If you were to run these same commands under the x64 cmd.exe (Start | Run | type cmd), you will find that Vista x64 cannot find the \sysnative folder and that \system32 and \syswow64 are different.

Please zip those 2 files up and we'll see what Disk Management has to say.

Regards. . .

jcgriff2

.


----------



## blaket (Feb 11, 2008)

There are the two things, haven't had the chance to do any of the cmd things, but will later today. The disk is at 5 GB now, but it was at 8 GB a few hours ago, and the other day it was at 15. I don't think I've seen much of a change in the SysWOW64 folder either, so maybe I'm having the same issue as other people around the board. But thank you anyway.


----------



## blaket (Feb 11, 2008)

Now the .zip has both files, but I'm not sure what I'm looking for. Since posting the picture this morning, my space has dropped about another GB, but no growth in Syswow64.


----------



## jcgriff2 (Sep 30, 2007)

OK - b4 you run out of HDD space - let's get a look at VSS - Volume Shadow Service/ System Restore points -

Download the zip file, extract the batch file from it to your desktop. Go to desktop, right-click on the batch file icon and select Run as Administrator.

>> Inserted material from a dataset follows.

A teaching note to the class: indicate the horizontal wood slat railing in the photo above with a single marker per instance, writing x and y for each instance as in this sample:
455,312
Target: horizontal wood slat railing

A notepad will open w/results - please copy/paste into next post.

In the interim, check out your system restore and see how many restore points are there and how far back do they go?
START | type rstrui.exe - hit enter

View attachment 35526


Regards. . .

jcgriff2


----------



## blaket (Feb 11, 2008)

> vssadmin 1.1 - Volume Shadow Copy Service administrative command-line tool
> (C) Copyright 2001-2005 Microsoft Corp.
> 
> Shadow Copy Storage association
> ...



There also appears to be 8 System Restore points. Since I was out of space when I got home, I got rid of a few unnecessary programs, and I've watched 800 MB drop to 350 in the last 20 minutes.

Edit - A minute after I posted this, space was back up to 1.1 GB, which hasn't happened yet in this whole situation.


----------